Produits anesthésiques : le cri d’alarme des hôpitaux
Face à la pénurie, un collectif de représentants des médecins azuréens appelle à stopper la réquisition de ces médicaments très utilisés, essentiels à la reprise de l’activité hors Covid
On se dirige tout droit vers une nouvelle crise sanitaire, faute de solution à la pénurie de produits anesthésiques. C’est le message d’alerte qu’un collectif de treize médecins représentants d’établissements publics et privés du 06 a adressé hier à
(1) la direction générale de l’ARS-Paca. Un message qui fait suite à la « réquisition » fin avril par l’État de ces produits, très utilisés en réanimation, et sur lesquels pèseraient des menaces de rupture de stock. Il y a une semaine, le Pr Jérôme Salomon enfonçait le clou, avec ces propos très alarmistes. « Il est probable que les tensions d’approvisionnement dureront plusieurs mois, audelà de la fin prévisible de la crise sanitaire française, en raison d’un niveau de demande qui risque d’être durablement élevé au regard de la cinétique épidémiologique mondiale. »
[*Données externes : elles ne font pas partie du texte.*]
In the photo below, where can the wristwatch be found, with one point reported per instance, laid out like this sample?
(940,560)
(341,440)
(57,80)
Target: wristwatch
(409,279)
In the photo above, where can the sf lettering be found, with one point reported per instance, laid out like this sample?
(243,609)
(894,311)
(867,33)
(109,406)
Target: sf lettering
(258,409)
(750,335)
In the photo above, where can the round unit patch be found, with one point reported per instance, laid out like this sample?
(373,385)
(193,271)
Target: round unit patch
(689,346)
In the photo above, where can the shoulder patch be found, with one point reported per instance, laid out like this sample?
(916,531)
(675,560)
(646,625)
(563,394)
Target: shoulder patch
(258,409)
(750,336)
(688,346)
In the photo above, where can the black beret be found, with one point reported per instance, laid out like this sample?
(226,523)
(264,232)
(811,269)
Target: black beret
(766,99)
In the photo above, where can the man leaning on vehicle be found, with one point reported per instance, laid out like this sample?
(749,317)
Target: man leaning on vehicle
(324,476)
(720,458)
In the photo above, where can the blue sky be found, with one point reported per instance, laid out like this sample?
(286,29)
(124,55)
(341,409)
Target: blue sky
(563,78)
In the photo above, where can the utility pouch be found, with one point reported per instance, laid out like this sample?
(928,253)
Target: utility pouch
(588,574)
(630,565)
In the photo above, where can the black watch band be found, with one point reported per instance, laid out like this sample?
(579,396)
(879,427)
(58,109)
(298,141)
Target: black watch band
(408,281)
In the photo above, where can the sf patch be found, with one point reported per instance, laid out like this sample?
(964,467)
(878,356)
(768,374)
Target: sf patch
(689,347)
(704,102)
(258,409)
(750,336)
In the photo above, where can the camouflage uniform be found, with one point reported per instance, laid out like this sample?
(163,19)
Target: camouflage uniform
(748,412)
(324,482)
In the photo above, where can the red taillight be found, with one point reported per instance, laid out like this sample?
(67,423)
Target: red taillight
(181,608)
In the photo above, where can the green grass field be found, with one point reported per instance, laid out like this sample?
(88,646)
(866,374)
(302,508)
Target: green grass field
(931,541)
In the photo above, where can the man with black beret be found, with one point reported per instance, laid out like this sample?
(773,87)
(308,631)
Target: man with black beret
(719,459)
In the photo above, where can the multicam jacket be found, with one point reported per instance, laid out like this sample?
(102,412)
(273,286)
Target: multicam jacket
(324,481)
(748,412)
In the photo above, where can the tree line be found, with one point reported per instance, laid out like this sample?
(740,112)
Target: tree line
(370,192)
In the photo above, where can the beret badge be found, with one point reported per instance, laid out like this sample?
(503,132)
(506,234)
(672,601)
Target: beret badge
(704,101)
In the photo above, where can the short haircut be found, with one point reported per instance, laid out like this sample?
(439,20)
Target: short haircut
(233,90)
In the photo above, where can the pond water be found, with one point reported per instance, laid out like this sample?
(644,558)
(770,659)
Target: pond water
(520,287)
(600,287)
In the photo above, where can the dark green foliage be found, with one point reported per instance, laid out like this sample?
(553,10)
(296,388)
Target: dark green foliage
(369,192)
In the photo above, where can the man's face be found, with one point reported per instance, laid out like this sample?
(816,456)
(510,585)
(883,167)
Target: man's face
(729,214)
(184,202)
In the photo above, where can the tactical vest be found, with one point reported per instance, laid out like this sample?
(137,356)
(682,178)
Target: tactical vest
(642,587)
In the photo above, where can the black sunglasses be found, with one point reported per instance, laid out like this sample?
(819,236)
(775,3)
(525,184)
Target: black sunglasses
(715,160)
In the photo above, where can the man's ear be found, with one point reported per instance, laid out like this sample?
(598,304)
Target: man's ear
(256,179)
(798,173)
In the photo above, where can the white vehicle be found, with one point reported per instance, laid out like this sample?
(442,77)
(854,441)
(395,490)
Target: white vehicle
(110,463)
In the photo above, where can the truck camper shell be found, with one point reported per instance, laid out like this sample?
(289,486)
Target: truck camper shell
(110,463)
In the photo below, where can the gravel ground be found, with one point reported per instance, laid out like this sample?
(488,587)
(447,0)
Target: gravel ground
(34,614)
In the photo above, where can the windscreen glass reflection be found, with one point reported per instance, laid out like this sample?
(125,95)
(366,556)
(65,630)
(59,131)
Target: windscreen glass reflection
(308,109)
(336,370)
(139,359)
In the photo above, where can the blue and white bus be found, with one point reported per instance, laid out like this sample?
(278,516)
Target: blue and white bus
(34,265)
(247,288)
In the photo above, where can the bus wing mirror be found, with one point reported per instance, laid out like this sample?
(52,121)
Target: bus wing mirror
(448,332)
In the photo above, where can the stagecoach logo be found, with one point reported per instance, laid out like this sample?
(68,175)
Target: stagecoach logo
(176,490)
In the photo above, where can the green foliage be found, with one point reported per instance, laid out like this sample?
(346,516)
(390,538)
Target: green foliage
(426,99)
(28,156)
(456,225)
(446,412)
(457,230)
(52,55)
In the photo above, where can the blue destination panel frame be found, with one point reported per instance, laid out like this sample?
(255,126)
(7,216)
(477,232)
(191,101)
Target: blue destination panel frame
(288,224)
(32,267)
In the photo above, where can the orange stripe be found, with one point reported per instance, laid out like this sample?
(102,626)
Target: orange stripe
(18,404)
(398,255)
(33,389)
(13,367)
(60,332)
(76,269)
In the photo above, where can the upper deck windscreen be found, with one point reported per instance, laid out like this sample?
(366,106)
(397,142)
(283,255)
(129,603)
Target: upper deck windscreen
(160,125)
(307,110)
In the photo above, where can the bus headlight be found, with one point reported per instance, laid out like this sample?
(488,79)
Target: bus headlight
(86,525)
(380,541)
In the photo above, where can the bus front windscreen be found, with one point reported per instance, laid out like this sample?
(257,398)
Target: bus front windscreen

« Cela ne pourra pas durer »
À l’initiative du Collectif, le Dr Jérôme Barrière, président de la CME de la polyclinique cagnoise Saint-Jean, alertait déjà il y a trois semaines sur les effets potentiellement désastreux de ce rationnement pour la reprise d’activité hors Covid dans les hôpitaux (nos éditions du 24 avril). Il est aujourd’hui rejoint par la quasi-totalité des représentants des hôpitaux publics et privés azuréens. Dans le courrier qu’ils ont adressé à l’ARS-Paca, ils ne cachent pas leur « extrême inquiétude face à une probable seconde crise sanitaire, faute de livraison de cinq produits d’anesthésie essentiels (midazolam, propofol, atracurium, cisatracurium, rocuronium, Ndlr) ».
Au compte-gouttes
Ces médicaments, pour lesquels il n’existerait pas toujours des alternatives, seraient actuellement délivrés au compte-gouttes et parfois aux seuls établissements dotés d’une réanimation. Le collectif cite ainsi l’exemple édifiant du propofol, un médicament essentiel à la réalisation des actes d’endoscopie :
« Aucun établissement du département ne semble avoir été livré, depuis quinze jours ! » Tout aussi problématique, l’absence de livraison en midazolam, un médicament entrant dans le protocole de sédation profonde et continue. « Rapidement, nous ne pourrons plus assurer des prises en charge de fin de vie dans des conditions de confort optimal. » Quant aux curares, eux aussi en tension, ils sont tout simplement indispensables pour les chirurgies abdominales. « Tout ça complique grandement la reprise progressive des soins. Certes, sur le terrain nous nous adaptons, en favorisant systématiquement des produits anesthésiques alternatifs aux molécules en situation de réquisition. Mais cela ne pourra pas durer, au risque d’impacter la reprise progressive des activités indispensables pour éviter une deuxième crise sanitaire non Covid », alertent les représentants des médecins hospitaliers.
Des zones d’ombre
Si ces professionnels sont aussi en colère, c’est parce qu’ils ont également le sentiment qu’on leur dissimule des éléments de ce dossier sensible. « Nous sommes surpris de ne voir aucune information délivrée par la DGOS (Direction générale de l’organisation des soins, Ndlr) sur les stocks disponibles, les chaînes d’approvisionnement et la durée de la réquisition ». Le Collectif se dit en outre étonné qu’en dépit de l’urgence sanitaire que constituerait une pénurie, le gouvernement n’appelle pas à une mobilisation des
Entreprises du Médicament en France (LEEM). D’autant que, selon ses sources, certains laboratoires se tiennent prêts à augmenter leur production : « Des chaînes d’approvisionnement existeraient ; à titre d’exemple, le laboratoire MSD possède une usine aux Pays-Bas qui produit des curares. » Et les médecins concluent par ces mots lourds de sous-entendus. « Nous avons enfin été capables de construire en un temps record 11 000 respirateurs ainsi que des centaines de millions de masques désormais disponibles en grande surface. Nous espérons que la reprise d’une activité sanitaire normale est également la priorité de l’État. » 1. Le Collectif réunit les présidents de CME du Pôle Santé Saint-Jean à Cagnes-sur-Mer, de la clinique Oxford à Cannes, du Centre hospitalier de Menton, de la clinique du Parc Impérial et du Centre AntoineLacassagne à Nice, du Centre hospitalier de Grasse, de l’institut Arnault- Tzanck à Saint-Laurent-du-Var, de la clinique Santa Maria à Nice, du Centre hospitalier de Cannes, du Centre hospitalier d’Antibes, de la clinique Saint-George à Nice et de l’hôpital privé Arnault- Tzanck à Mougins.